La prima si manifesta come spirito di sacrificio, anteponendo a dubbi, perplessità, critiche un dovere superiore che tanti e tante di noi sentono, il senso di responsabilità di fronte ai ragazzi e alle ragazze. Ѐ una candidatura “nonostante tutto” (queste le precise parole di una collega), perché “insegnare non è un mestiere, ma una vocazione”. Convinzione diffusa all’interno della categoria, gradita a un’opinione pubblica in cerca di eroi, ma secondo molti discutibile e lesiva non solo di chi la sostiene ma di tutte le persone che insegnano.
La seconda si fonda semplicemente sul possibile guadagno. Non la adducono solo gli insegnanti, presenti in ogni scuola, attentissimi a qualsiasi possibilità di integrare uno stipendio magro. La spinta funziona anche al contrario: muove chi, frustrato nel vedere il proprio lavoro non riconosciuto (a volte la funzione docente è davvero pesante) è stufo di vedere chi lavora meno, talvolta poco, cogliere occasioni che lui stesso si preclude.
La terza è la finzione del volontarismo. Risponde al lavoro di reclutamento che le dirigenze hanno avviato: nelle tante realtà scolastiche in cui è stato subito chiaro che il numero minimo richiesto per accedere al finanziamento non sarebbe stato raggiunto, è partita un’intensa attività di convocazione individuale e definizione di candidature che in gergo si definirebbero “spintanee”. Il successo di questa strategia è reso possibile dall’opportuna proroga dei termini di presentazione delle candidature, che sposta le dinamiche decisionali dalla dimensione individuale, morale e politica, a quella dell’osservazione dei comportamenti altrui, dell’imitazione, della persuasione pubblicitaria, come attesta perfettamente un recente trailer/ spot indirizzato ai docenti.

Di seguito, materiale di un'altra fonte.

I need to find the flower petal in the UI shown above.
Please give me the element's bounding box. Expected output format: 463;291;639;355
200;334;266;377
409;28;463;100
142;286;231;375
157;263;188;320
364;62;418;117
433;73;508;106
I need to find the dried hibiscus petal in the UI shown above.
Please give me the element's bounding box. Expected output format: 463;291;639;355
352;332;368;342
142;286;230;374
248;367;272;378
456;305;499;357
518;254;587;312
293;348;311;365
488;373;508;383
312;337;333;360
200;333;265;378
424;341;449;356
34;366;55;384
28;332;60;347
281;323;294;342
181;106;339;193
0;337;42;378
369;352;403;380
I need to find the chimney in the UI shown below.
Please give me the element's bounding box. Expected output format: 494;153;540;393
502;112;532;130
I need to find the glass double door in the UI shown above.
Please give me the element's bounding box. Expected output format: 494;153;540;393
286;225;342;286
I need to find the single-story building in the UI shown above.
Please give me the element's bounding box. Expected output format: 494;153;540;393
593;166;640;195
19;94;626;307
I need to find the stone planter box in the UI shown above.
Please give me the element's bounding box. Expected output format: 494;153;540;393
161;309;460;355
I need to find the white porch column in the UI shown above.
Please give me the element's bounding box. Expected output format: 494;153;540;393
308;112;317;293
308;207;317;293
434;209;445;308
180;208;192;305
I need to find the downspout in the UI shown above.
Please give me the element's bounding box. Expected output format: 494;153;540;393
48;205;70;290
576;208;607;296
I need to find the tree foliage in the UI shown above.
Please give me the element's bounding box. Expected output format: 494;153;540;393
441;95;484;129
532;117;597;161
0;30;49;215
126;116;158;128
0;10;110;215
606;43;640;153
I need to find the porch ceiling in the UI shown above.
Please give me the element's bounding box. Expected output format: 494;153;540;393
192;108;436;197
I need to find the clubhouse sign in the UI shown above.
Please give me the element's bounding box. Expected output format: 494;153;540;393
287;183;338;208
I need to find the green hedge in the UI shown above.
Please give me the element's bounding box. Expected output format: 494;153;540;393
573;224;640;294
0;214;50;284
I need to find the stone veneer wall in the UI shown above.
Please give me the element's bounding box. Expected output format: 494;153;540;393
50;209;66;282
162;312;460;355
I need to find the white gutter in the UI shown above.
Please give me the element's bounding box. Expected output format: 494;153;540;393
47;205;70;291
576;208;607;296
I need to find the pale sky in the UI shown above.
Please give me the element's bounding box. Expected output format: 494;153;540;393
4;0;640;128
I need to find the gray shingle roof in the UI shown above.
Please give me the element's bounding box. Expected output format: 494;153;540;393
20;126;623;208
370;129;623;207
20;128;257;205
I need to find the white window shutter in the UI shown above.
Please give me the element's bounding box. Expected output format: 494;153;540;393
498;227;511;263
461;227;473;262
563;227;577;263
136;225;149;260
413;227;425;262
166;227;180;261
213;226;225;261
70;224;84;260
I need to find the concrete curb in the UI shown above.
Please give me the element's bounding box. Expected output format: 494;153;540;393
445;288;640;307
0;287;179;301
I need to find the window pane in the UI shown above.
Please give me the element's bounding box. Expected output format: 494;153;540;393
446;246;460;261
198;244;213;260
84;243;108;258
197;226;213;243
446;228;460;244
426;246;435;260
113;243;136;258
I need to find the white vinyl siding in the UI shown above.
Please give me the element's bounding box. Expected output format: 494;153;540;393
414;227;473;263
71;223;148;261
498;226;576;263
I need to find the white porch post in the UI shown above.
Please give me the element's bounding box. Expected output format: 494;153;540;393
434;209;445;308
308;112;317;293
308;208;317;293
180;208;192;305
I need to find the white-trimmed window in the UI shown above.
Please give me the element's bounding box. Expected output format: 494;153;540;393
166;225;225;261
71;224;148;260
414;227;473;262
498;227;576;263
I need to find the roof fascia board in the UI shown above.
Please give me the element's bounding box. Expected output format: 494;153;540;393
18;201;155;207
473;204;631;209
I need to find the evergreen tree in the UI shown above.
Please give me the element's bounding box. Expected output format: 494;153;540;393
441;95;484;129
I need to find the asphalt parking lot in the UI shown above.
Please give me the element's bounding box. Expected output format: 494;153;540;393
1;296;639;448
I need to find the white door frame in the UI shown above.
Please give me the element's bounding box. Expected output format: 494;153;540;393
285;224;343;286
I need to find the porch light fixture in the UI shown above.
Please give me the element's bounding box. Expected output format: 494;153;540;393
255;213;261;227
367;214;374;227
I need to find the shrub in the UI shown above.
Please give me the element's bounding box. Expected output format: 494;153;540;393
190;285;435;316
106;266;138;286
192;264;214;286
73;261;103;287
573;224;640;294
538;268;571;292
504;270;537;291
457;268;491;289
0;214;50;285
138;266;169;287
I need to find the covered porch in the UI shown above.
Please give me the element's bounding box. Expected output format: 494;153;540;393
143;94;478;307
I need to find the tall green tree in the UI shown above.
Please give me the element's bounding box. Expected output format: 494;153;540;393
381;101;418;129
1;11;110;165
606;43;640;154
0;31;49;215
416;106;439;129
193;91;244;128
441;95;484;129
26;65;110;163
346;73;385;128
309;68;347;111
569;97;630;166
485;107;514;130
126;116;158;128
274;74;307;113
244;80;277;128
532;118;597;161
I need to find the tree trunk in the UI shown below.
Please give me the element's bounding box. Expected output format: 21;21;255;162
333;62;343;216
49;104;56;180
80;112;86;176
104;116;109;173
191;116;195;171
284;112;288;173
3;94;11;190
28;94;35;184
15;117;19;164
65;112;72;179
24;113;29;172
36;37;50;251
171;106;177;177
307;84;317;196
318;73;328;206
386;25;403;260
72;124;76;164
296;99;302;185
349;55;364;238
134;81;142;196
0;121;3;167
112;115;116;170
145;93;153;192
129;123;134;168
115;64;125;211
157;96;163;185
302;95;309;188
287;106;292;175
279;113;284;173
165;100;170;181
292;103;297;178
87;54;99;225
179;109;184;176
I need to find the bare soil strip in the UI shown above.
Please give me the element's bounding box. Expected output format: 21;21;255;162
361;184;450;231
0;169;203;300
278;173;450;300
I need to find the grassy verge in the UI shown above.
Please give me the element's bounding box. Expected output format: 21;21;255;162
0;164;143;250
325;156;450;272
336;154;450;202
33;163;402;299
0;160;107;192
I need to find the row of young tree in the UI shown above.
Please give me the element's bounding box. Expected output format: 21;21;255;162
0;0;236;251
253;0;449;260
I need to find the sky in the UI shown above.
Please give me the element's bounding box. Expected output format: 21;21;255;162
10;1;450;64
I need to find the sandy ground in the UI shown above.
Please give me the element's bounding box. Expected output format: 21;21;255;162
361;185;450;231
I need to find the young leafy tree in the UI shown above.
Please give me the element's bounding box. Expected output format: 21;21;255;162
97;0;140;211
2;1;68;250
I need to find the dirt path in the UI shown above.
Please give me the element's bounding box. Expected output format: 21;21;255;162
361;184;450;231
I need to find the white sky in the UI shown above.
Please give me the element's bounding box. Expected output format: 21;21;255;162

Sono semi, sostiene più di qualche collega, destinati a fare crescere divisioni e risentimenti.
Si tratta di scelte individuali, sia chiaro, umane e rispettabili, tutte. Ma sono basi fragilissime sul piano culturale e ambigue sul piano etico, sopra le quali è ben difficile che si possa edificare una qualsiasi buona scuola del futuro.